California Department of Insurance lawyers have argued their regulations are authorized by Insurance Code Section 790.03, which prohibits unfair insurance practices.  CDI lawyers have asserted that any insurer not using the proposed methodology are engaged in an unfair and deceptive practice, without any showing that other practices were in fact unfair or deceptive.  The Commissioner’s legal argument was flatly rejected by Los Angeles County Superior Court Judge Gregory Alarcon, and his decision was affirmed and upheld by the Second District Court of Appeals in a written opinion issued in April 2015.

IIABCal General Counsel Steve Young said the case is hugely significant because of the Commissioner’s expansive interpretation of his powers under the Unfair Insurance Practices Act (UIPA). 

That Act enumerates and prohibits over two dozen specific acts defined to constitute an unfair or deceptive practice in the business of insurance.  Section 790.06 permits the Commissioner to add other offenses to the list of prohibited acts—but only if he issues an order to show cause, and meets the burden of proving that a particular behavior not already enumerated in the statute is unfair or deceptive.  Any such order ensuing from an administrative law judge can then be appealed in court.

However, CDI did not follow that procedure in this case.  Instead, the Commissioner’s lawyers simply declared that any insurer not using all of the factors identified by the Commissioner for calculating a replacement cost estimate had, by virtue of that admission, committed a new unfair or deceptive act—without regard to the accuracy of the estimate actually provided.

“The Department of Insurance for some time has, in our view, illegally been attempting to unilaterally and dramatically expand the scope of the UIPA in order to apply its liberal enforcement powers, including the ability to impose gigantic fines,” Young said.  “Multiple commissioners have sought to utterly circumvent the Legislature, and also ignored the plain requirements of § 790.06.

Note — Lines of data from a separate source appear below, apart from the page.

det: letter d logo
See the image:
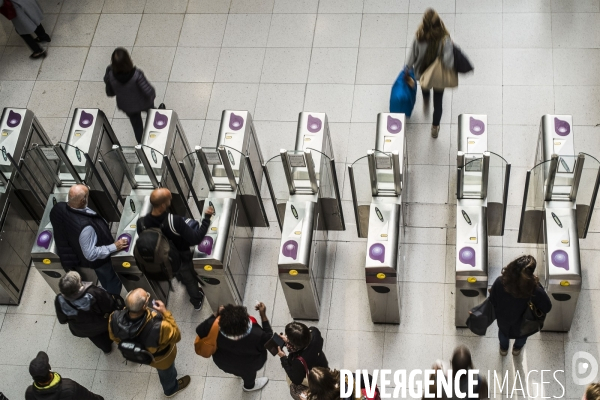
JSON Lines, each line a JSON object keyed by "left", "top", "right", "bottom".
{"left": 572, "top": 351, "right": 599, "bottom": 385}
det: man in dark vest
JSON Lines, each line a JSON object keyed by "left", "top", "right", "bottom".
{"left": 50, "top": 184, "right": 126, "bottom": 296}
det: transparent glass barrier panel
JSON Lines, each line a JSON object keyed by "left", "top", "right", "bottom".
{"left": 140, "top": 144, "right": 166, "bottom": 183}
{"left": 264, "top": 154, "right": 291, "bottom": 225}
{"left": 288, "top": 150, "right": 312, "bottom": 190}
{"left": 576, "top": 153, "right": 600, "bottom": 237}
{"left": 349, "top": 154, "right": 373, "bottom": 237}
{"left": 461, "top": 155, "right": 484, "bottom": 198}
{"left": 552, "top": 155, "right": 578, "bottom": 198}
{"left": 519, "top": 159, "right": 552, "bottom": 243}
{"left": 0, "top": 170, "right": 8, "bottom": 195}
{"left": 59, "top": 142, "right": 90, "bottom": 181}
{"left": 181, "top": 152, "right": 209, "bottom": 201}
{"left": 22, "top": 145, "right": 61, "bottom": 196}
{"left": 310, "top": 148, "right": 335, "bottom": 200}
{"left": 487, "top": 152, "right": 510, "bottom": 236}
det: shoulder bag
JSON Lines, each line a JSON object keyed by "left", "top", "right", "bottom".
{"left": 194, "top": 316, "right": 220, "bottom": 358}
{"left": 519, "top": 298, "right": 546, "bottom": 337}
{"left": 420, "top": 41, "right": 458, "bottom": 90}
{"left": 465, "top": 297, "right": 496, "bottom": 336}
{"left": 290, "top": 356, "right": 310, "bottom": 400}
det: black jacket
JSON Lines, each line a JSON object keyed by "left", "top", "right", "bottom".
{"left": 50, "top": 203, "right": 114, "bottom": 270}
{"left": 55, "top": 284, "right": 116, "bottom": 338}
{"left": 281, "top": 327, "right": 328, "bottom": 385}
{"left": 137, "top": 212, "right": 211, "bottom": 253}
{"left": 196, "top": 315, "right": 272, "bottom": 375}
{"left": 489, "top": 277, "right": 552, "bottom": 339}
{"left": 104, "top": 67, "right": 155, "bottom": 114}
{"left": 25, "top": 372, "right": 103, "bottom": 400}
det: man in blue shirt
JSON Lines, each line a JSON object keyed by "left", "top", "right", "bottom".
{"left": 50, "top": 184, "right": 126, "bottom": 296}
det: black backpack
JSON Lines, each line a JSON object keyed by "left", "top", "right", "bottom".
{"left": 118, "top": 340, "right": 155, "bottom": 365}
{"left": 134, "top": 215, "right": 181, "bottom": 282}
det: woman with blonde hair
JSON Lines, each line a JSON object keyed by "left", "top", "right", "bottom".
{"left": 405, "top": 9, "right": 454, "bottom": 138}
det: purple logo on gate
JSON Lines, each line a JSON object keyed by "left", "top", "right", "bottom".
{"left": 282, "top": 240, "right": 298, "bottom": 260}
{"left": 307, "top": 115, "right": 322, "bottom": 133}
{"left": 198, "top": 236, "right": 214, "bottom": 255}
{"left": 153, "top": 112, "right": 168, "bottom": 129}
{"left": 387, "top": 115, "right": 402, "bottom": 134}
{"left": 78, "top": 110, "right": 94, "bottom": 128}
{"left": 469, "top": 117, "right": 485, "bottom": 135}
{"left": 554, "top": 117, "right": 570, "bottom": 136}
{"left": 551, "top": 250, "right": 569, "bottom": 270}
{"left": 369, "top": 243, "right": 385, "bottom": 263}
{"left": 7, "top": 110, "right": 22, "bottom": 128}
{"left": 229, "top": 113, "right": 244, "bottom": 131}
{"left": 37, "top": 230, "right": 52, "bottom": 249}
{"left": 459, "top": 246, "right": 476, "bottom": 267}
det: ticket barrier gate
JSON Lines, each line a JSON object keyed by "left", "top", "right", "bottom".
{"left": 455, "top": 114, "right": 510, "bottom": 327}
{"left": 263, "top": 112, "right": 345, "bottom": 320}
{"left": 0, "top": 108, "right": 53, "bottom": 304}
{"left": 109, "top": 109, "right": 196, "bottom": 304}
{"left": 347, "top": 113, "right": 407, "bottom": 324}
{"left": 25, "top": 109, "right": 125, "bottom": 293}
{"left": 518, "top": 115, "right": 600, "bottom": 332}
{"left": 175, "top": 111, "right": 269, "bottom": 311}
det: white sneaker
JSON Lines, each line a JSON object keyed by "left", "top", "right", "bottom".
{"left": 242, "top": 377, "right": 269, "bottom": 392}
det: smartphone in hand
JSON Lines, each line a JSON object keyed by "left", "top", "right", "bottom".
{"left": 264, "top": 333, "right": 285, "bottom": 356}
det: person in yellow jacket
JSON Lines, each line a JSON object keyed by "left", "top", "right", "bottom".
{"left": 108, "top": 288, "right": 190, "bottom": 397}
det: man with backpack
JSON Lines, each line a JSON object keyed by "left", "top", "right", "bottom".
{"left": 55, "top": 271, "right": 119, "bottom": 354}
{"left": 135, "top": 188, "right": 214, "bottom": 310}
{"left": 108, "top": 288, "right": 190, "bottom": 397}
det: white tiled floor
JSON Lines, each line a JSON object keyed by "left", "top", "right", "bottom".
{"left": 1, "top": 1, "right": 600, "bottom": 399}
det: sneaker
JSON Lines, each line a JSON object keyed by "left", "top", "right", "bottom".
{"left": 158, "top": 103, "right": 166, "bottom": 109}
{"left": 30, "top": 49, "right": 47, "bottom": 59}
{"left": 499, "top": 347, "right": 508, "bottom": 356}
{"left": 431, "top": 125, "right": 440, "bottom": 138}
{"left": 242, "top": 377, "right": 269, "bottom": 392}
{"left": 166, "top": 375, "right": 191, "bottom": 398}
{"left": 193, "top": 287, "right": 205, "bottom": 311}
{"left": 512, "top": 346, "right": 523, "bottom": 356}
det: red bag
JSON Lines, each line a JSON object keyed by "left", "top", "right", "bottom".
{"left": 0, "top": 0, "right": 17, "bottom": 20}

“The trial court and the court of appeals both found that the Department had done precisely that in this instance, and we are hopeful the Supreme Court will shut the door once and for all on this unfortunate practice.”

However, Young said that the Supreme Court’s decision to take the case on appeal is troubling and suggests the Court does not agree with the outcome or reasoning reached in the lower courts.

Whatever decision the Supreme Court issues in this case is likely to have a significant impact on the powers of the Commissioner—and the heads of all other administrative agencies in California—to impose new regulatory requirements not vetted in or approved by the Legislature.